According to AAP, Minns made this statement as a response to treasury estimates that stated that there was no concrete evidence that growing EV sales in Australia had anything to do with rebates.

Minns said that he had received advice that EV uptake incentives could actually raise the price of these vehicles.

“We’ve got a subsidy in place that we think is pushing up the costs of EVs and we’re seeing EVs take up from about two percent to eight percent in the marketplace,” he said on Monday.

NSW EV subsidies are already threadbare

Let’s take a look at these subsidies allegedly driving up the prices. In NSW we only have two — a $3,000 rebate for EVs that cost under $68,750 (up to 25,000 EVs only) and a stamp duty exemption for EVs that cost up to $78,000.

Really, we’re going with that excuse?

A $3,000 rebate is barely anything when you consider that most EVs in Australia are expensive, particularly compared to their petrol counterparts. And that’s before you even take maintenance costs into account.

In fact, it was only a few weeks ago that Australia received one of its first sub-$40,000 EVs, the MG 4. Meanwhile, most EVs in Australia are between $60,000 and $100,000 – meaning many aren’t eligible for the meagre incentives that are currently in place.

What’s worse is that NSW is looking to actively disincentive EV uptake by introducing the same ZLEV road-user charge that Victoria has. As a side note, Victoria upped the cost of this on July 1 this year despite the fact that the state’s EV market share is only sitting at around 4%.

Under the new pricing, EVs and hydrogen vehicles (HEVs) are charged 2.8 cents per km driven, with plug-in hybrids charged 2.3 cents. The road user charge is currently being challenged in Victoria’s High Court.

NSW has threatened to introduce a similar scheme in 2027, pending the outcome of the case.

Premature rollbacks that could hurt future uptake

An obvious argument for rolling back incentives is the “exponential” uptake of EVs in Australia. In 2022 the number nearly doubled to over 80,000, and in the first seven months of 2023 alone an additional 50,000 had hit our roads.

While it’s incredible to see this level of growth, it’s still very early days. Going back to the stats, in 2022 over 20 million cars were registered in Australia. It’s going to be a while before a significant number of these are EVs.

Considering the current cost of petrol, it’s ludicrous to be considering not only removing incentives but penalising EV drivers with road taxes. Being a car-loving nation, it’s already challenging to get some people to accept an EV future. It didn’t help that just four years ago former PM Scott Morrison mocked Bill Shorten’s EV policy saying it would “end the weekend” for four-wheel-driving loving Aussies.

Just two years earlier, as Treasurer, this same man brought a lump of coal into Question Time, sarcastically telling people to “not be afraid”.

Promoting such backward perceptions of the future of cars and renewable energy has been damaging. Now that we’re finally seeing some semblance of recovery, NSW Labor is potentially looking to take incentives away rather (rather than adding to them) at this early stage of the Australian EV journey.

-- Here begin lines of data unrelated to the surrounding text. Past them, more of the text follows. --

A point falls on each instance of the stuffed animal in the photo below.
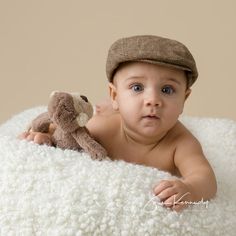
(69, 112)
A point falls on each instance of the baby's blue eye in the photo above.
(168, 90)
(137, 88)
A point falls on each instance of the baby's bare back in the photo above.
(159, 154)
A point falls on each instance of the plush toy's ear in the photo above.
(82, 119)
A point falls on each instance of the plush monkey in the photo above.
(69, 112)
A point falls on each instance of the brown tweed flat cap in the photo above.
(151, 49)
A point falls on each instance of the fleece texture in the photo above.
(50, 191)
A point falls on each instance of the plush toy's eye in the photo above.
(84, 98)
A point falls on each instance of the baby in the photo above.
(149, 81)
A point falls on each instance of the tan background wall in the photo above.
(50, 45)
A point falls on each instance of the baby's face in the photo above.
(149, 97)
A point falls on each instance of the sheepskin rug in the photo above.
(49, 191)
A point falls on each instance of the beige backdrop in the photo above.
(50, 45)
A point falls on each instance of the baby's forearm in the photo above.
(202, 185)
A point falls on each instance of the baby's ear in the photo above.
(113, 96)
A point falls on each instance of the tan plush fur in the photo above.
(70, 113)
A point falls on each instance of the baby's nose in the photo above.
(153, 99)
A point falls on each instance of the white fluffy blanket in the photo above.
(48, 191)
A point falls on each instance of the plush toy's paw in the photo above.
(99, 153)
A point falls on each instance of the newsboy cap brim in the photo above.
(151, 49)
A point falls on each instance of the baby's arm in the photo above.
(198, 180)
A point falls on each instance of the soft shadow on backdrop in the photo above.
(62, 45)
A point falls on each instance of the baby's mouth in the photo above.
(151, 117)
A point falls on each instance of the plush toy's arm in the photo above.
(88, 144)
(41, 123)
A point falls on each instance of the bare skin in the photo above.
(142, 118)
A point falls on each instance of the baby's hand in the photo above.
(37, 137)
(173, 193)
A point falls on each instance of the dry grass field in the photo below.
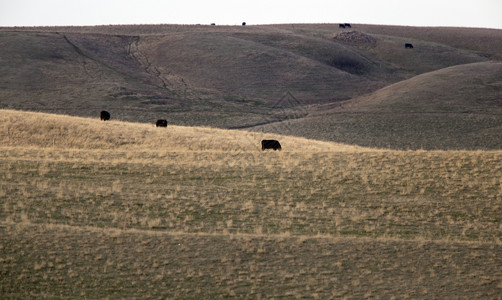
(93, 209)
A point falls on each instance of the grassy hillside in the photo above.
(453, 108)
(238, 76)
(113, 209)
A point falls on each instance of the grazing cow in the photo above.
(270, 144)
(105, 115)
(161, 123)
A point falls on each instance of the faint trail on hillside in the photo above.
(134, 52)
(98, 62)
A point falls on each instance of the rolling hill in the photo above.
(458, 107)
(247, 76)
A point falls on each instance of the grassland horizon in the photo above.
(115, 209)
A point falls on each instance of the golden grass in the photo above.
(111, 209)
(65, 132)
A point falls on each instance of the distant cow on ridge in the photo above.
(161, 123)
(105, 115)
(270, 144)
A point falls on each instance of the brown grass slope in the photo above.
(93, 209)
(454, 108)
(223, 76)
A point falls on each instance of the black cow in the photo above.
(105, 115)
(270, 144)
(161, 123)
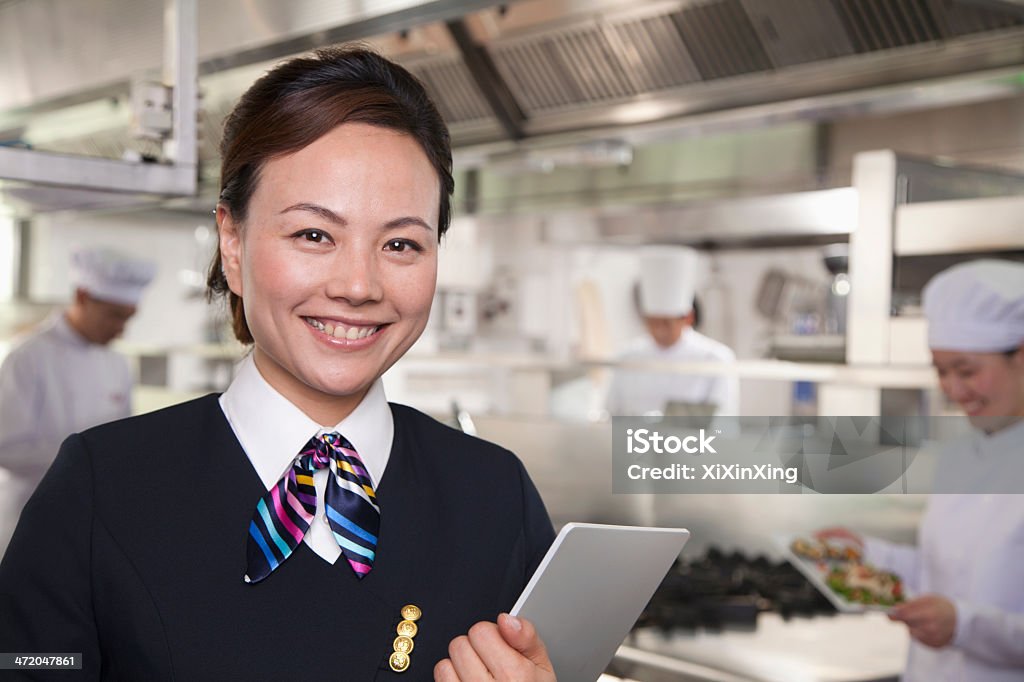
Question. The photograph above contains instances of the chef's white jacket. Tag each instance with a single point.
(635, 391)
(52, 384)
(971, 550)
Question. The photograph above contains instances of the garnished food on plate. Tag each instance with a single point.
(863, 584)
(839, 567)
(816, 550)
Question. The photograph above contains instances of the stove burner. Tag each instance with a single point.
(728, 591)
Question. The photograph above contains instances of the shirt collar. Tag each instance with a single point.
(272, 430)
(1007, 441)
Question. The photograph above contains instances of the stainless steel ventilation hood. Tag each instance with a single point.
(523, 71)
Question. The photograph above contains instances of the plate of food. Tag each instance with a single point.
(839, 570)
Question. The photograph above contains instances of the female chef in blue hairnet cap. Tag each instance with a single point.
(967, 621)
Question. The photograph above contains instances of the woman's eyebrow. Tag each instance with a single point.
(318, 210)
(407, 221)
(331, 216)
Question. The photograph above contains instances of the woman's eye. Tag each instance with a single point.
(401, 245)
(312, 236)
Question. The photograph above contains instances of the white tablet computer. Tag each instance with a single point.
(591, 588)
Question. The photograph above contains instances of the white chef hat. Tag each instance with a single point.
(977, 306)
(668, 281)
(112, 275)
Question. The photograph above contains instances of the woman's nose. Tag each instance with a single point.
(955, 389)
(354, 275)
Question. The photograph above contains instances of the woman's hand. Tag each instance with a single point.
(508, 650)
(931, 619)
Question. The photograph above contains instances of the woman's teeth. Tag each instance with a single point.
(340, 331)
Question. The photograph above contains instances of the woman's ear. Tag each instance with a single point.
(229, 233)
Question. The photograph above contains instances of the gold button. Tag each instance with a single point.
(407, 629)
(403, 644)
(398, 662)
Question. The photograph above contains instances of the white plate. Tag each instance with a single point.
(811, 570)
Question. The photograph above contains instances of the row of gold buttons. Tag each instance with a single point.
(407, 630)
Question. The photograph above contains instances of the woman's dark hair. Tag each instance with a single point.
(301, 100)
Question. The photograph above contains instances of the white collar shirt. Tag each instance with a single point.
(272, 431)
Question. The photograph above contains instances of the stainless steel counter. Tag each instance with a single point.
(841, 648)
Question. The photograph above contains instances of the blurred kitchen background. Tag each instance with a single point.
(825, 157)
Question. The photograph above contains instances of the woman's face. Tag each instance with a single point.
(336, 263)
(988, 387)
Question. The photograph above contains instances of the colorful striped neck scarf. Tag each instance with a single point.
(284, 514)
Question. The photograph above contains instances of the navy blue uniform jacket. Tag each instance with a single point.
(132, 552)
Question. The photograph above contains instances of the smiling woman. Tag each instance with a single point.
(335, 264)
(297, 526)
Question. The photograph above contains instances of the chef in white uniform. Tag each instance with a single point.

And the funniest part is that we’re already decades behind other countries. The October 2022 budget was the first time in Australia’s history that EVs were given a proper federal incentive: the removal of the Fringe Benefits Tax on EVs. Prior to this, the closest we had was a high luxury car tax (LCT) threshold for low-emissions vehicles at $84,916.

Comparatively, many countries have had EV incentives in place for decades. In the case of Norway, it first began rolling them out in the 1990s. And it went well beyond a couple of thousand dollars in rebates.

For 15-20 years Norway offered EV drivers: no annual road tax, no charge on toll roads, no charge on ferries, free municipal parking. And for 32 years the country didn’t charge any kind of purchase or import taxes on EVs.

It’s only been in the last couple of years that Norway began rolling some of these back. Even they they weren’t removed entirely.

So to have the largest state economy in Australia consider revoking EV incentives in just a few years, with no assurances that others may be introduced, seems like an incredibly premature step.